Having learned about many of these things last Friday, I approached my bestie on Saturday and made her fill out a transcript request so that I could see how close she is to graduation, and maybe even that Associate’s degree. That poor kid has so much stress, she could use a boost right now. Not only would it be a boost to her overall morale, but it would give her some options as far as her career. I’m afraid she’s stuck in a crap-hole now, and I feel like it’s dragging her down.

And I love that helping her excites me. Because for the first time in a very long time, I am excited about helping someone. It gives me hope for finding my own career. I want to help people. When I first learned about my ADHD, I wanted to learn as much as I could about it. The more I learn, the more I see those things about myself that were overlooked all these years. It hurts my heart to look back over my life and to see how lost I’ve always been. I want to help people find themselves sooner rather than later, like me. I want to work with kids, and help them learn to work with their challenges, in a way no one could figure out how to help with me. If not kids, then adults. I want to be involved in education. I’ve always said as much, but the amount of organization that is required always overwhelmed me before. Whether it’s helping kids in preschool, or high school, or college, or adults, or whatever, I want to be involved in that. I want to help people figure out how many more credits they need for a degree. I want to help kids master the technique of rising above their frustration and practicing patience. I want to teach them how to write a great story. Or how to get up in front of a class to speak. I want to help them succeed. I want to help people succeed. If I can do that, then I will have succeeded. That is what I want. I want to feel the satisfaction of having helped someone. I want them to look at me with gratitude and tell me how much they appreciate my help. I want to see them not walking away, but soaring away when I am finished with them.

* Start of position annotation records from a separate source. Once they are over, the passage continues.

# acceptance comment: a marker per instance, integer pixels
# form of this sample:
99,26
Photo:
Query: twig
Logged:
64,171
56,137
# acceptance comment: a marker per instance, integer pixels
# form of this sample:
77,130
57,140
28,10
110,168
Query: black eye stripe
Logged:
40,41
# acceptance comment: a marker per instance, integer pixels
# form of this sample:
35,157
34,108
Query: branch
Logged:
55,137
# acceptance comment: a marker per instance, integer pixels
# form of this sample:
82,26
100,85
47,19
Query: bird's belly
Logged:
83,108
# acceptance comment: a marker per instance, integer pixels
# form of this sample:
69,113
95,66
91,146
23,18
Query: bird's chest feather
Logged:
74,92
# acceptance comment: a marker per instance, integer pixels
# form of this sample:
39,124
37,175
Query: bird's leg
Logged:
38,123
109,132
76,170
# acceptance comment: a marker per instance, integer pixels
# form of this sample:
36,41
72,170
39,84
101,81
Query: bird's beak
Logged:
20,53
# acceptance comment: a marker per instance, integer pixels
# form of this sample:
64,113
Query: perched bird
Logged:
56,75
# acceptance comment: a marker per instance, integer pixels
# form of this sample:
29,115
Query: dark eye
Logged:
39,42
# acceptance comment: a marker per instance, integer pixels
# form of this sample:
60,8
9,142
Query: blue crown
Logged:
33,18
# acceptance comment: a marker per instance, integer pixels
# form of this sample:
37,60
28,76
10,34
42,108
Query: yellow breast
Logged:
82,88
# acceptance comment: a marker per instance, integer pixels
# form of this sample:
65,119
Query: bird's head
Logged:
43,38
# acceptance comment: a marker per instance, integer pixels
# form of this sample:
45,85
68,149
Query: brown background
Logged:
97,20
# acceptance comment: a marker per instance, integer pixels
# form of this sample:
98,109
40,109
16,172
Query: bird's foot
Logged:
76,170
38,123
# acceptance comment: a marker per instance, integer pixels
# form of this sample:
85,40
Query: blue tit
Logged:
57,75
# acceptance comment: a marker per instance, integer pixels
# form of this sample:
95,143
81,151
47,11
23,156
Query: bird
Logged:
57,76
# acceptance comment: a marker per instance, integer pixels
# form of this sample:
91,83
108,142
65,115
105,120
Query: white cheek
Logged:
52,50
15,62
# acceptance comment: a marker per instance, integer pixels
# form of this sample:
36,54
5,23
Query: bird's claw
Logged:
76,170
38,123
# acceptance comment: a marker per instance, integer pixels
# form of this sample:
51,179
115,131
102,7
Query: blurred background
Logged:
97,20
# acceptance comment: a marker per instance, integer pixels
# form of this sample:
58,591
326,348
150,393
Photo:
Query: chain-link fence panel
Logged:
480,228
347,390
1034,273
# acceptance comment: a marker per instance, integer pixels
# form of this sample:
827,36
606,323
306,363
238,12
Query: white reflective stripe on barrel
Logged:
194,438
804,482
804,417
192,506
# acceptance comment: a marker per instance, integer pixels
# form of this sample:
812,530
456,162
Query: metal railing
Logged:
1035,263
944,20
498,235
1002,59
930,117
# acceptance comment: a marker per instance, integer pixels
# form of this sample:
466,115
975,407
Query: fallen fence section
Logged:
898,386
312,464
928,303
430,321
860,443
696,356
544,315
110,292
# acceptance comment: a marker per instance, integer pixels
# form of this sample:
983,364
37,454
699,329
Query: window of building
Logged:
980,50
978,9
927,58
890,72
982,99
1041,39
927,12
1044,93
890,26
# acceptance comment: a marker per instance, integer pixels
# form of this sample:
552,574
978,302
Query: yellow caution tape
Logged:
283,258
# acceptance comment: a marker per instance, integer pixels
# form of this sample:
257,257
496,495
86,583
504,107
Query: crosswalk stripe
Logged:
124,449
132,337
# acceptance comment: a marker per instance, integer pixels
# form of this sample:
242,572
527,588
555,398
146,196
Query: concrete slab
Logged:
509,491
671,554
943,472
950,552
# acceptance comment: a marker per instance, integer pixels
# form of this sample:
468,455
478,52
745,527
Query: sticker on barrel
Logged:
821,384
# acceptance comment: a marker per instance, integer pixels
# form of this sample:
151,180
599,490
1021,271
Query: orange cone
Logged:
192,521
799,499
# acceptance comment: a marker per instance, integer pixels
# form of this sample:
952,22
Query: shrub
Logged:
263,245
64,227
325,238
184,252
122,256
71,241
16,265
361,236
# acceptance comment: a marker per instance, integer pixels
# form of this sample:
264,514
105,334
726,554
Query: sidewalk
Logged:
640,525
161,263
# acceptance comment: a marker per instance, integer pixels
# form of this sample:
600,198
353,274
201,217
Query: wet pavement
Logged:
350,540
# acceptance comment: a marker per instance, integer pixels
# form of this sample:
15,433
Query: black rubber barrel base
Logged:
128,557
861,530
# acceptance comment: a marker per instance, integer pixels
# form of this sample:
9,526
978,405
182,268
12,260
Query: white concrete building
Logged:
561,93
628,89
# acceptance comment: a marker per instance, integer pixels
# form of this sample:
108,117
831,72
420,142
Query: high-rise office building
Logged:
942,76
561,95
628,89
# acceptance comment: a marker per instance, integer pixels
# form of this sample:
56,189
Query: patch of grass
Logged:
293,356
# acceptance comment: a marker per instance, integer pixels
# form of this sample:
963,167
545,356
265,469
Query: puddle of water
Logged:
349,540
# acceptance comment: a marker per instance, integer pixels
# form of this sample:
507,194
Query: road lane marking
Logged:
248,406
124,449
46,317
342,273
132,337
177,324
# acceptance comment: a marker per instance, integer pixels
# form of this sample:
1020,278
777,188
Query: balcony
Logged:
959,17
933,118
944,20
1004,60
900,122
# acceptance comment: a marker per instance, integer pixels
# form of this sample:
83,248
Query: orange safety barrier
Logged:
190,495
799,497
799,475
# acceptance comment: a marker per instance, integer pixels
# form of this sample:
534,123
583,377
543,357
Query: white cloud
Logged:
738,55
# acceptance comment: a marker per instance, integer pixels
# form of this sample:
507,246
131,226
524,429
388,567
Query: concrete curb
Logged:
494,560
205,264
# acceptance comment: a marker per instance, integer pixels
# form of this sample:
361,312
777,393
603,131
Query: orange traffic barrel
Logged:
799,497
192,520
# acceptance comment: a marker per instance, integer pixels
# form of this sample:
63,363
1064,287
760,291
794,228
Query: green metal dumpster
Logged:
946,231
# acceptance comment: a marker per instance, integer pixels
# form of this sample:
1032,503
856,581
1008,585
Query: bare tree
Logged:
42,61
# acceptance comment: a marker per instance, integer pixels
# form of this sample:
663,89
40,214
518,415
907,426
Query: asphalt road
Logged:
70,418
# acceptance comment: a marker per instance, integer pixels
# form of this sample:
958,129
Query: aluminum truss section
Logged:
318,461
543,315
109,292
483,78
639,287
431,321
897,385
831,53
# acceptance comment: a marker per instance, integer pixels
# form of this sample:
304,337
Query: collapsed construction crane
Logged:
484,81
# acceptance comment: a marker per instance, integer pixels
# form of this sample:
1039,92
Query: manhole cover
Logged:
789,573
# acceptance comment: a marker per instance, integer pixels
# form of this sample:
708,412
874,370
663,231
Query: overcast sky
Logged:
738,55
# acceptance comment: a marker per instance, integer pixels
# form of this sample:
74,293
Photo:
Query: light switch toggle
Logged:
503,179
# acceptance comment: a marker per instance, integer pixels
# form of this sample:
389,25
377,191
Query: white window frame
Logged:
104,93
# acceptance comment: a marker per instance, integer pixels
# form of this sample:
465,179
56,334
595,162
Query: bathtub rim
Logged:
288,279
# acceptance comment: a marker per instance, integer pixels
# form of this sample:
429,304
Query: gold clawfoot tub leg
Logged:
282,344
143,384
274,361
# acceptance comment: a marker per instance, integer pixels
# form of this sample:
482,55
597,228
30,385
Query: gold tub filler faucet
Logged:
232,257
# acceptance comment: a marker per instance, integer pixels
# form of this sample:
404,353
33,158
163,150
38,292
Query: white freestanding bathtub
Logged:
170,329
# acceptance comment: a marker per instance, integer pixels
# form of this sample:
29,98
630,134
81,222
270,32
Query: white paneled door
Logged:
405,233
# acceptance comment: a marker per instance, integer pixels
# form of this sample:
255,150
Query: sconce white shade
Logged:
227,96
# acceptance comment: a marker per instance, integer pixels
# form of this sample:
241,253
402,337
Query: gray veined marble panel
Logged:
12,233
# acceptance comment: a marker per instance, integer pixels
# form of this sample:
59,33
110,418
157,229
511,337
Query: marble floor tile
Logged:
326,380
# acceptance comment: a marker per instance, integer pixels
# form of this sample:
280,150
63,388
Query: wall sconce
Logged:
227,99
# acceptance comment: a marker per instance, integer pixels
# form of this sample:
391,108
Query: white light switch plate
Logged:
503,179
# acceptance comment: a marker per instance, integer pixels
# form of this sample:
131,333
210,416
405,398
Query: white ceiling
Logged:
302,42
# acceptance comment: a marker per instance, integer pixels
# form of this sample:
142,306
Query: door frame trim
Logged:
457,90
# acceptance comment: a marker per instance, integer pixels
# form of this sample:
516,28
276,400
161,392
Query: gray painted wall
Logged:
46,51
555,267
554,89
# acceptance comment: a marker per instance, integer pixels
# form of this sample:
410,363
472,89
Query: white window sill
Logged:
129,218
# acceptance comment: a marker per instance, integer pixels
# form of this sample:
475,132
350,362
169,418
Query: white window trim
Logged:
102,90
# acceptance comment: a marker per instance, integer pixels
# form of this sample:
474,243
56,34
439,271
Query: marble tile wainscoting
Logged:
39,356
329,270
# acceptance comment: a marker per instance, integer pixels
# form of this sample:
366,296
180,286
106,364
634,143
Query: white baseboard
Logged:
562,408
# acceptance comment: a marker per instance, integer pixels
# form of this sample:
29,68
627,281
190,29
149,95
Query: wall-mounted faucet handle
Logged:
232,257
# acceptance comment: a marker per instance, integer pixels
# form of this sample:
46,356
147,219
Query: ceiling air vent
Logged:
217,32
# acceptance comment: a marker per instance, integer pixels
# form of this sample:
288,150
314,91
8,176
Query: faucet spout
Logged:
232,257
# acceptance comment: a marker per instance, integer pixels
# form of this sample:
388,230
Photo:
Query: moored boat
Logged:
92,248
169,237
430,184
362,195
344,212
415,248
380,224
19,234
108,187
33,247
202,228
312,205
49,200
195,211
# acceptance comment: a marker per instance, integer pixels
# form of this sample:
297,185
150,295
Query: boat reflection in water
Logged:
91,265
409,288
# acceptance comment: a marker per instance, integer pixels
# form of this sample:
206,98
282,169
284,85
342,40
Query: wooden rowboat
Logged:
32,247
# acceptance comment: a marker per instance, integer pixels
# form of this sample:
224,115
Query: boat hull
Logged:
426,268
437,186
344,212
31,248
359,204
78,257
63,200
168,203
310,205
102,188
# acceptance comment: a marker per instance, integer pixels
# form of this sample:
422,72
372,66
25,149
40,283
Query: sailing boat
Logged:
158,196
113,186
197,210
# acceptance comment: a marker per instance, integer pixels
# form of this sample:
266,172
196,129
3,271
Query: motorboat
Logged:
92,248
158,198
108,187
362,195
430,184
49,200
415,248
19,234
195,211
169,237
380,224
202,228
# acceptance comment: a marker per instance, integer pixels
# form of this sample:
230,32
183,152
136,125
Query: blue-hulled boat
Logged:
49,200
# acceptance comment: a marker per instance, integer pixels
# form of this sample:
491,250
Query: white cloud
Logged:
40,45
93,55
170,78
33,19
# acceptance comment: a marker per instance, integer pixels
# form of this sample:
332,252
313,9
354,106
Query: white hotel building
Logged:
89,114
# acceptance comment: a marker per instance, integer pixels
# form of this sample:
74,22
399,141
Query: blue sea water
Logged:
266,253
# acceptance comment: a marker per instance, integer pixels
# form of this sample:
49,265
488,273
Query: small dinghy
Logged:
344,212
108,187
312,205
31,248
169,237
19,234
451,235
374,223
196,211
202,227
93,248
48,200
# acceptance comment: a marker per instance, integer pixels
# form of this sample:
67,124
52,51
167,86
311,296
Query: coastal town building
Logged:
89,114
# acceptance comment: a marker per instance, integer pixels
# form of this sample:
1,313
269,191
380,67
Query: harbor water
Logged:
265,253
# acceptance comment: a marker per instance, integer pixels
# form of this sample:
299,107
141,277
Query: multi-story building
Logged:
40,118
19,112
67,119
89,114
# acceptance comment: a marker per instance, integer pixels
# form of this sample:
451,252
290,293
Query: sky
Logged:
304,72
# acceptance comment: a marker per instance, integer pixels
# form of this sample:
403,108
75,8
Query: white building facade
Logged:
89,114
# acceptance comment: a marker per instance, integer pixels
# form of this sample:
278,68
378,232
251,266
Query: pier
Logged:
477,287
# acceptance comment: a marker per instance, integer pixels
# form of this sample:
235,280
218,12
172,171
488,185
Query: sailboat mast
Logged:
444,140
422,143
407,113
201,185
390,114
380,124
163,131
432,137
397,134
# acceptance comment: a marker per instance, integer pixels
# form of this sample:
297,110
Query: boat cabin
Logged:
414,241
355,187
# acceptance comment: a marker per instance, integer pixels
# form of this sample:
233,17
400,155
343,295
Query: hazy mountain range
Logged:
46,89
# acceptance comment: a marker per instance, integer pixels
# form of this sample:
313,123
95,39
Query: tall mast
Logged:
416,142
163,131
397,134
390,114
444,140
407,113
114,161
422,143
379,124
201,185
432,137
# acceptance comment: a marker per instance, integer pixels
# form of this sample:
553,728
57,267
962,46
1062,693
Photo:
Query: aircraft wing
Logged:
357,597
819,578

I don’t yet know what I want to do with my life exactly. But I will get my BA in Psychology, with a minor in creative writing, and my certification to teach, and when I am ready, I feel confident that the appropriate opportunity will present itself. If I can work while pursuing a Master’s, I just might. If I can get a job I love without it, then I won’t need it.

I could teach elementary. I could teach middle school or high school. Maybe a Psych class, or a creative writing class. Maybe I can be a counselor, or maybe that requires a Master’s. I can tutor. I can be a special ed teacher, or an assistant teacher. I’m sure there are different types of therapy from a medical standpoint that I can work in. Speech therapy? I can work at the university, maybe for one of the TRIO programs. I can teach a class here or there for the university itself. Or any of the smaller schools in the area. I want to teach, advise, encourage and empower people, kids and adults. I want to show them the parts of themselves that shine, even when they can’t see them.

I don’t need a ton of money. My husband and I are doing alright. I just need an income, so I’m not trying to get rich. I finally feel like I want something more than just punching a time-clock and getting a paycheck. I want a career. I want to do it. I want to finish school, and this time I will. I won’t let myself get overwhelmed. I will look at the light at the end of the tunnel, and keep moving myself forward. I will make my husband and my kids proud of me. I will become someone that they can look up to, not just come to when they can’t find their shoes. I am so excited about my life for the first time in… well, ever.

This is what I’ve waited my whole life for. Goddamn, I better not disappoint.